Um Macaco Fonia

Agradecimento II: Ambição

Quando, finalmente, caio (despenco, na verdade) no sono, meus co-autores se revelam: há muito deles e muito pouco de mim aqui.
Acordo ainda em transe. Corro ao computador sem nem dar chance ao pipi (pertenço à seita que acredita que com a liberação dos fluidos a criatividade se esvai, por isso só escrevo de bexiga cheia).
A divisão do texto é sempre assim:
Início interessante, algumas vezes até brilhante: deles, dos sonhos.
No meio, começo a dar as minhas tímidas pinceladas. A relutância natural dos verdadeiros criadores é afogada pela minha consciência, cada vez mais clara, acordada pelo apito do microondas.

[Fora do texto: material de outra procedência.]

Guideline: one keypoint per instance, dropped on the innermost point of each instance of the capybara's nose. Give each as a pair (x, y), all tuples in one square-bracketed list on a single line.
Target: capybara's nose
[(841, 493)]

Pronto, ligaram a TV. Tento segura-los pelo rabo (alguns têm rabo, esquisito).
Tarde demais.
Odeiam coisas como rádio, TV, i-pods, essas bobagens. Agora é contigo, dizem, e me abandonam nessa angústia.
Releio o texto do começo.
Não reconheço quase nada do que foi escrito.
Volto para a cama.
Não adianta, não retornarão. Pelo menos não os mesmos. Se retornam, mudam os autores, transformam-se os estilos. Dormem Vitor Hugo, acordam James Joyce, uma loucura.

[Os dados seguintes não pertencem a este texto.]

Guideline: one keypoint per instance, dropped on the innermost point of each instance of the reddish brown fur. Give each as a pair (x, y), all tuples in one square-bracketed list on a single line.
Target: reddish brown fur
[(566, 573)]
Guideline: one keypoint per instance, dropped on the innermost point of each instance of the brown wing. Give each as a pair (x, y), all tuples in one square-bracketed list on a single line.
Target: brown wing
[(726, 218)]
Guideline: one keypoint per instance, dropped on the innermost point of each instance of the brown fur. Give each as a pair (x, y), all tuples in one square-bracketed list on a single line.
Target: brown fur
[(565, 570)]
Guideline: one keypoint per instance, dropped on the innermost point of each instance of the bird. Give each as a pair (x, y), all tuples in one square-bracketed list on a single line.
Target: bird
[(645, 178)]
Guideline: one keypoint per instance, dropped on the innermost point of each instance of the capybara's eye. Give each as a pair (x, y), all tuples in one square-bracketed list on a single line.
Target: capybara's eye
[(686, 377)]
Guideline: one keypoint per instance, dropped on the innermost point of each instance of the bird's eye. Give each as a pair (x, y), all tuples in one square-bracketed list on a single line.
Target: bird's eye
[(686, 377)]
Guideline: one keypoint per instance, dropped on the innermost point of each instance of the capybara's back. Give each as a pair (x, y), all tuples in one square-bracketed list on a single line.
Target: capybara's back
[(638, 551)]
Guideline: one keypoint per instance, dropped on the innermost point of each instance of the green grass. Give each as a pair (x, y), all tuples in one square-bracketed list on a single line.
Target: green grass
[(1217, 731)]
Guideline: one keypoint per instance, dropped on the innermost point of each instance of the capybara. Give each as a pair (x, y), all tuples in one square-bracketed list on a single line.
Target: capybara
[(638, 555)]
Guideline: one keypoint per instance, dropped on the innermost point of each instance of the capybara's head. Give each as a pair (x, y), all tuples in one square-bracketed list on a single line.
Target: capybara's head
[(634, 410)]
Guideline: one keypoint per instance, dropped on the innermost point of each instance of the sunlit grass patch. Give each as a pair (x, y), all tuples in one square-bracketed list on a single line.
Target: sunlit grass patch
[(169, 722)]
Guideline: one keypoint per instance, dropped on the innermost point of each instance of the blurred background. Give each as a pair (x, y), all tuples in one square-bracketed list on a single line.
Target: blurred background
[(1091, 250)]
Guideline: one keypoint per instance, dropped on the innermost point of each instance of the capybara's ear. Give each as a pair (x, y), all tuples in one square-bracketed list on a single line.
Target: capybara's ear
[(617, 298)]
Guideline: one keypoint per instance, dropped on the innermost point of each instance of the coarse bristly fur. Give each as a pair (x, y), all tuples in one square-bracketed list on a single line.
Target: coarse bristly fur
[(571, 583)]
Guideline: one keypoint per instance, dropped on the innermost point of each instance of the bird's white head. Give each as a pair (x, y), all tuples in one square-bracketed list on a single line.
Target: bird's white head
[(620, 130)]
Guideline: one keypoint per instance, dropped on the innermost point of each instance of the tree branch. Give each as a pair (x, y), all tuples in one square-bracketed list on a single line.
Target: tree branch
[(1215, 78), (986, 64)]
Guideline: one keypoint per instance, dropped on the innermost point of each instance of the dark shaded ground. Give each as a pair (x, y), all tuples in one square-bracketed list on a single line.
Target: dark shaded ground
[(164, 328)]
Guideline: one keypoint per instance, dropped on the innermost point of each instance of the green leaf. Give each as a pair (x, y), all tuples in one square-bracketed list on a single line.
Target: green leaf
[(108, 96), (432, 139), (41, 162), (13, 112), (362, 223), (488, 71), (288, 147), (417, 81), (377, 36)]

Não deve ser difícil, penso. Derramo palavras, milhares delas, no chão e vou tentando. Passo horas nesse desafio. Às vezes ouço risinhos de escárnio deles, vindo de algum ponto da casa.

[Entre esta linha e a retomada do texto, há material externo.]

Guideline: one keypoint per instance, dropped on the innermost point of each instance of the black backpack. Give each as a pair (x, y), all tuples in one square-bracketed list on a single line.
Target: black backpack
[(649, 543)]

Num dado momento, me encho. Tenho mais o que fazer da vida, tão ouvindo? Vocês, que começaram essa droga, que terminem.
Então vai assim mesmo:
Zac, zoc, zic, zac, zac, zoc... (onomatopéia triste, essa)
Pronto!
Dias, semanas após, visito novamente o texto. Olho para os lados, desconfiado.
Ninguém.
Assino. Meu, azar, ninguém tasca.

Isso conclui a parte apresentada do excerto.